The COVID-19 pandemic may soon push scientists towards work against cancer, autoimmune diseases and other illnesses.
The vaccines from drug companies Moderna and Pfizer-BioNTech use a new way to train the body’s immune system to respond to infection.
They are testing the same techniques to recruit the immune system to attack tumors. And when immune system attacks go wrong, as in multiple sclerosis or other autoimmune diseases, the same tools may be able to call them off.

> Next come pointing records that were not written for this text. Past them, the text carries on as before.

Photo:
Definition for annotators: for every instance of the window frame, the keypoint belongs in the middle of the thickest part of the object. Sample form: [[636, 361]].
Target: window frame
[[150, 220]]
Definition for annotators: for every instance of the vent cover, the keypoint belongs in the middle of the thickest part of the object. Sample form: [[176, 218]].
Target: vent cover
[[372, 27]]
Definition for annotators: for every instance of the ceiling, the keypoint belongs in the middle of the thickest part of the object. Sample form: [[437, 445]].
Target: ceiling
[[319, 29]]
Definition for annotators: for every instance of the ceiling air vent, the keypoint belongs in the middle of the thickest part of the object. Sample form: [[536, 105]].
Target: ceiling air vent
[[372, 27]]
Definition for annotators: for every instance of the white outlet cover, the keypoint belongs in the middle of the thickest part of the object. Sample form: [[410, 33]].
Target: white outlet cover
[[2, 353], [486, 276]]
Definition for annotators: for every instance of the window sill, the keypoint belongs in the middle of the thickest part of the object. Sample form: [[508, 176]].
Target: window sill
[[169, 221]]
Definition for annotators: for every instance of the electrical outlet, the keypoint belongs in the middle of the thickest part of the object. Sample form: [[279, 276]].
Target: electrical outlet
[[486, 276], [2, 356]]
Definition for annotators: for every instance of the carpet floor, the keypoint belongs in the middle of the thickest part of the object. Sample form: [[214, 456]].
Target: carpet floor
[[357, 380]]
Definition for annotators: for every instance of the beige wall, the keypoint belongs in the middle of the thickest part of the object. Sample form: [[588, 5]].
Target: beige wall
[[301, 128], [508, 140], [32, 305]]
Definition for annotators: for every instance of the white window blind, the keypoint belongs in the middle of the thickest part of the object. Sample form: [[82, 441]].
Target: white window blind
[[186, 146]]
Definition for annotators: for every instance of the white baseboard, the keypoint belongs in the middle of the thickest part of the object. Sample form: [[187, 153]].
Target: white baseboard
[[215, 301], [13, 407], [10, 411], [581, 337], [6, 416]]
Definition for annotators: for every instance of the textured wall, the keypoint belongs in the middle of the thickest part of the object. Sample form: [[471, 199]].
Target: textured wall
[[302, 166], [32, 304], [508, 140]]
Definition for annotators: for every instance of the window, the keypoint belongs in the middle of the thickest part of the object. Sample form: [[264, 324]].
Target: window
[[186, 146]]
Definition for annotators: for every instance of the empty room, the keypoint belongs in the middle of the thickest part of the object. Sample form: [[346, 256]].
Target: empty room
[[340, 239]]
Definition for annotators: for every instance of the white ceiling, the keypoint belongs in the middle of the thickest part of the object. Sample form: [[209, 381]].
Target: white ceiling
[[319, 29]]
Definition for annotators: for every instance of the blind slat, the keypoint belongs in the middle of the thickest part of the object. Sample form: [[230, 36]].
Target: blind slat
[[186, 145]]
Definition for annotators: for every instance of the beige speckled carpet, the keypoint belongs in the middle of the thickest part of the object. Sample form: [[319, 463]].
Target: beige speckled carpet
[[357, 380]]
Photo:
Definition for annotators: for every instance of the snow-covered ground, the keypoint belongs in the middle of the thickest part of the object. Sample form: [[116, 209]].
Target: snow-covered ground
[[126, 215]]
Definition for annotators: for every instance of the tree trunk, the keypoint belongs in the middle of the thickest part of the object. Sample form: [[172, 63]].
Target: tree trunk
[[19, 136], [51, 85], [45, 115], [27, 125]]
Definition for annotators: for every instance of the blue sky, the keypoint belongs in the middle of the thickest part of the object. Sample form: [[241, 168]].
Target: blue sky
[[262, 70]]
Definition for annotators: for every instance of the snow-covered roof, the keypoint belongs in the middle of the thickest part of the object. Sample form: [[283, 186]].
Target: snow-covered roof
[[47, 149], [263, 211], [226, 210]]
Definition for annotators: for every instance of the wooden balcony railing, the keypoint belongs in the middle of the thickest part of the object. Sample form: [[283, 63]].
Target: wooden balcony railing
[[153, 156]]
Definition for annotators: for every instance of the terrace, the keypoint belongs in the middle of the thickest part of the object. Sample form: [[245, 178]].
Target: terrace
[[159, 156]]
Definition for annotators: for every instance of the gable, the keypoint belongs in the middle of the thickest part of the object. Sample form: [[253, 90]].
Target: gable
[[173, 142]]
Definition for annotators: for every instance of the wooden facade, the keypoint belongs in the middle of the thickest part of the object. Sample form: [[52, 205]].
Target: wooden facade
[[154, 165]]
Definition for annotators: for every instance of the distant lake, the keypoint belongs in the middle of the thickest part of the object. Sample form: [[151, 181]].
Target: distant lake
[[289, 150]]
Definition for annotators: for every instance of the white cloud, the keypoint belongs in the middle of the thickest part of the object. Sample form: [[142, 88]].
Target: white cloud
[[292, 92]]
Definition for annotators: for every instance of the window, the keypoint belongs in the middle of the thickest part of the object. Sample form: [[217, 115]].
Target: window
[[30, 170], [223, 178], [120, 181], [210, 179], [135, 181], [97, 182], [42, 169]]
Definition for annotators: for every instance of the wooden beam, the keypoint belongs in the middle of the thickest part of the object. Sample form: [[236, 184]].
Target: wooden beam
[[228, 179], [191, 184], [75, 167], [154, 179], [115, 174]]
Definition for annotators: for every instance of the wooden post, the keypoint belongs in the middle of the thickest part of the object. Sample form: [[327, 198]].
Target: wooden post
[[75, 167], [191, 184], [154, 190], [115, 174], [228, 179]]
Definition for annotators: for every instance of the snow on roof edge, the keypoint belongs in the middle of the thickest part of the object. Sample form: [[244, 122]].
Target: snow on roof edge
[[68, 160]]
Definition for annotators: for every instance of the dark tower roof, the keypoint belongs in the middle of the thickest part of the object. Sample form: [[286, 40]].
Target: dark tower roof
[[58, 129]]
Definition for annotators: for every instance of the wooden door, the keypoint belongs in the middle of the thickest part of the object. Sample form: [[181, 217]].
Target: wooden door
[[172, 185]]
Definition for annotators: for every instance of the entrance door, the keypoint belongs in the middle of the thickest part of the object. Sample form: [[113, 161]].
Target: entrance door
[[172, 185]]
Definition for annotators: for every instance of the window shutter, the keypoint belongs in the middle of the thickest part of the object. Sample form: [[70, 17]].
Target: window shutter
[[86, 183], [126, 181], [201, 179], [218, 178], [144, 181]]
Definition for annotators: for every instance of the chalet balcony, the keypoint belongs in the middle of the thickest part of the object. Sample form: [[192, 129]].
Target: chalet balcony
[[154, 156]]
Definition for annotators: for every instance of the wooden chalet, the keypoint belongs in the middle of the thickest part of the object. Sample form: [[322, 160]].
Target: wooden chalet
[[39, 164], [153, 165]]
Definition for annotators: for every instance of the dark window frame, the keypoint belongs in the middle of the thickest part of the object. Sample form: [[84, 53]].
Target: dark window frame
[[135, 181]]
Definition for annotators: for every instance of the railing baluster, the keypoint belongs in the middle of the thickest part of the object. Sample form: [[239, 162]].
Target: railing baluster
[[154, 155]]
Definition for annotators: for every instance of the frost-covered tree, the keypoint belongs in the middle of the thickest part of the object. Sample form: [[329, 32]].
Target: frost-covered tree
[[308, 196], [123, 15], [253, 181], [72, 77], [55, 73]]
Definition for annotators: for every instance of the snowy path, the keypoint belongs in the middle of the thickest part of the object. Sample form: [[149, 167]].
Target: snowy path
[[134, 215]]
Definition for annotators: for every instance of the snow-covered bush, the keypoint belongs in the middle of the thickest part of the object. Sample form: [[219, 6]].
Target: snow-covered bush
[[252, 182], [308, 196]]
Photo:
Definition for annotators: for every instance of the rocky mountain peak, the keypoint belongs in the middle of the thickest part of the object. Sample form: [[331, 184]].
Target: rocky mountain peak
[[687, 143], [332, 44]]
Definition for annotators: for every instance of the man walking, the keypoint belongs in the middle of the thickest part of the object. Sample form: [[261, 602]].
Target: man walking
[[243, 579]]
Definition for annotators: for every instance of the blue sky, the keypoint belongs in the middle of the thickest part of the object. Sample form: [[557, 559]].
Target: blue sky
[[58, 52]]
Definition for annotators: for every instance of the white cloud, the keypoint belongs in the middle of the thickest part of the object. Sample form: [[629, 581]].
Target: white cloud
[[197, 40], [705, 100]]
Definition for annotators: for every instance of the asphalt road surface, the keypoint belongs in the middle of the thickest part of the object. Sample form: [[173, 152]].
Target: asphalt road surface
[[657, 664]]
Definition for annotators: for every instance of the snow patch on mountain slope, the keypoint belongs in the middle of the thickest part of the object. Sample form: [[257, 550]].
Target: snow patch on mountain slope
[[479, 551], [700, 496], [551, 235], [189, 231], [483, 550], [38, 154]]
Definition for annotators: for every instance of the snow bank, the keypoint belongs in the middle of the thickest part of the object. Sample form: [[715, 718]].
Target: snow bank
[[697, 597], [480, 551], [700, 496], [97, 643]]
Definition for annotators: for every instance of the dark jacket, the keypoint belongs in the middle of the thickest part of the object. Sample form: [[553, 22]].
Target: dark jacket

The active ingredient in vaccines from drug companies Moderna and Pfizer-BioNTech is called mRNA. These mRNA vaccines for various ailments have been under development for several years, but the COVID-19 vaccines are the first to make it into widespread use.
“Certainly the COVID epidemic has sped that up,” said Drew Weissman, a professor of medicine at the University of Pennsylvania, “and has really shown the world what RNA vaccines are and what they can do.”
Carriers of genetic instructions
RNA is similar to DNA, the chemical that stores our genes. The “m” in mRNA stands for messenger. DNA stores our genetic blueprints, while mRNA carries a copy of those blueprints to the molecular factories where cell parts are built.
In the coronavirus vaccines, the mRNA carries instructions for building a piece of the virus. The patient’s body builds that virus piece, which primes the immune system to respond if the real virus should come along.
That’s a major change from how vaccines traditionally have worked. Most vaccines contain an actual piece of the virus, or a killed or weakened version of the virus itself.
Producing traditional vaccines has meant growing large quantities of the virus or its parts in finicky living systems such as chicken eggs or vats of cells, and then purifying it to produce a safe product.
The mRNA vaccines are much faster and easier to produce. RNA is simply a string of molecules that can be assembled by a laboratory instrument. That’s one reason the coronavirus mRNA vaccines were produced so quickly.
Custom tumor treatment
That’s also why scientists see promise in mRNA vaccines for cancer. While existing drugs target just a few specific mutations commonly found in cancer cells, mRNA vaccines can be customized to an individual patient’s tumor.
Each tumor has a unique array of mutations. In melanoma, for example, exposure to sunlight damages DNA in random places throughout the genes of a patient’s skin cells. Some of those mutations are what turns the cell cancerous.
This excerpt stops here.